When it comes to relationships, there are going to be certain discrepancies between partners. For example, one partner may have had a completely different upbringing than the other, causing conflicts in lifestyle choices.
But what happens if you make significantly more money than your partner? We tend to have a deep-rooted notion that men should make more money than women in a relationship.
However, the tides are quickly turning, and females are exceeding their male partners in earnings more and more. If this has caused issues in your relationship, don’t panic—there are ways to dealing with the anxiety of income differences.

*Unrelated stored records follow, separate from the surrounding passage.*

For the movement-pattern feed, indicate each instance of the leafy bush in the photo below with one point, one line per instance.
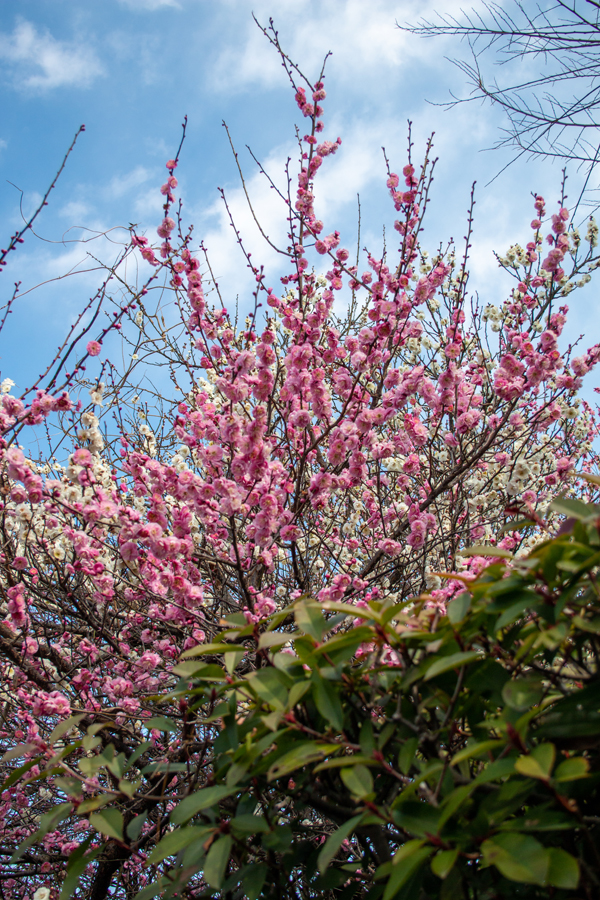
(403, 754)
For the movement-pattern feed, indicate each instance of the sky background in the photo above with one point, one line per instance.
(131, 69)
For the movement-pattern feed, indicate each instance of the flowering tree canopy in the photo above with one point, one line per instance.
(366, 424)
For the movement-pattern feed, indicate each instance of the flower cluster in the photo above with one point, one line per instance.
(343, 456)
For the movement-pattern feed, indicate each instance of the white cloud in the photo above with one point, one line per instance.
(40, 62)
(363, 39)
(123, 184)
(150, 5)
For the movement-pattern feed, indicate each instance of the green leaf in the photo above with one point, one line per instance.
(328, 703)
(358, 780)
(572, 769)
(204, 649)
(254, 878)
(454, 661)
(515, 611)
(78, 862)
(563, 870)
(537, 764)
(335, 841)
(342, 762)
(108, 822)
(93, 803)
(523, 693)
(442, 862)
(195, 803)
(297, 692)
(452, 802)
(232, 660)
(407, 860)
(270, 639)
(174, 841)
(65, 726)
(407, 754)
(305, 753)
(160, 723)
(271, 685)
(496, 770)
(250, 824)
(519, 857)
(458, 608)
(134, 829)
(216, 861)
(575, 509)
(485, 550)
(475, 750)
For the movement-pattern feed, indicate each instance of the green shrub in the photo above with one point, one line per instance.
(407, 754)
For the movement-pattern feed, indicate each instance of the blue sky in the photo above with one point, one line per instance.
(131, 69)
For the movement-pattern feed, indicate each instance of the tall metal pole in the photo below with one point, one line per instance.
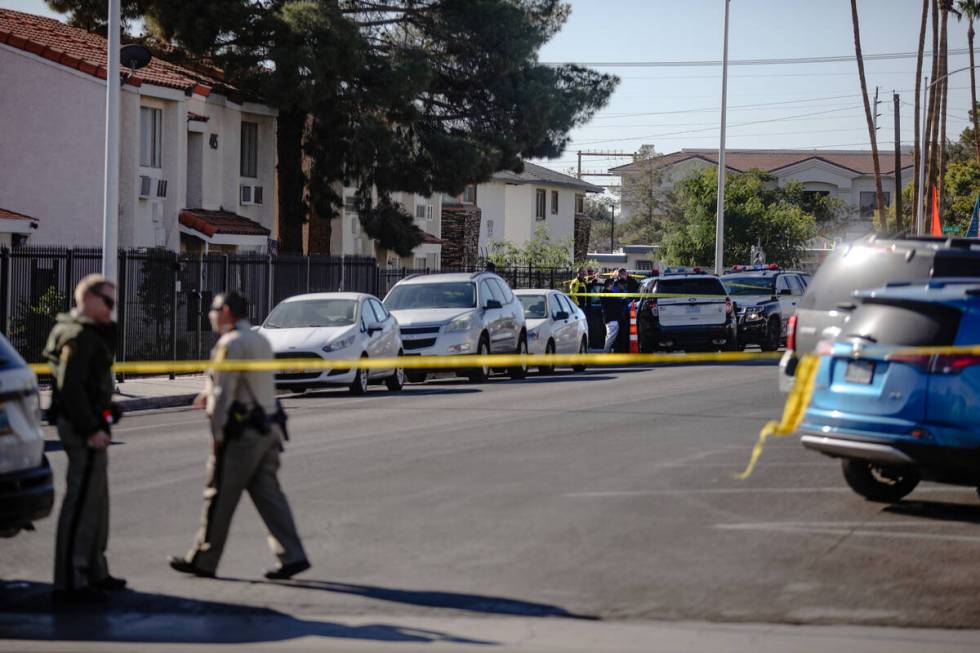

5 Ways to Help With Dealing with the Anxiety of Income Differences
Underlying Social Biases Against Female Breadwinners
Before delving into anything else, it’s important to note that there’s nothing wrong or abnormal about female breadwinners. It’s not uncommon for differences in income to cause problems in a relationship. But do your best not to view these differences from a place of gender bias.
If you’re a woman who makes more than your significant other, you needn’t feel bad about your success. Furthermore, if you’re a male who makes less than your female partner, you shouldn’t feel inferior in any way.
It’s an outdated notion that a woman should make less than a man. It’s essential to release this concept and understand why there is no inherent shame in income differences for either gender.
Avoid Controlling Each Other With Money
When you enter a serious relationship, you agree that specific independent liberties will be done away with. Money is one of the most significant stressors in any relationship—and both partners must call the financial shots equally.
When one person is making all of the decisions in a relationship, the other partner may come to feel resentful and inferior. Even if you are making more money, you need to allow your partner to be involved in financial decisions. And if you’re the partner making less money, don’t let the breadwinner call all of the shots.
You two decided to be in a relationship for a reason—so, ideally, you’re striving towards balance when it comes to all decisions.
Split Bills Fairly
Bills can pile up quickly and all too easily. If you’re making more money than your partner, you may feel inclined to pay every single one yourself. It’s okay to help your partner with bills or payments when it’s needed, but don’t fall into the routine of paying all of their bills simply because you make more money. If you’re sharing utilities, food, rent, or a mortgage, then you should strive to each contribute according to your ability to ensure that both partners are contributors and honored as such.
Be Honest and Understanding
If your partner is the breadwinner and it makes you feel inferior, consider opening up a dialogue about it. You owe it to yourself and your partner to be straightforward about your emotions.
Explain that you want to ensure both of you remain on the same page when it comes to money. It’s never an easy conversation to have, but it’s essential to be blunt when it comes to your vulnerabilities in a relationship. This open communication will only save you potential arguments and help with dealing with the anxiety of income differences.
Consider Couples Counseling
There is no shame in seeking outside help for issues in your relationship, especially when it comes to money. With the help of couples counseling, you and your partner can get on the same page when it comes to finances and decisions.
Furthermore, you will have a safe space to be open about negative feelings you have about your income differences. Relationships are too valuable to allow them to fall apart because of money issues. Seek anxiety treatment and couples counseling to get on the right track when it comes to income differences in your relationship and alleviating financial worry.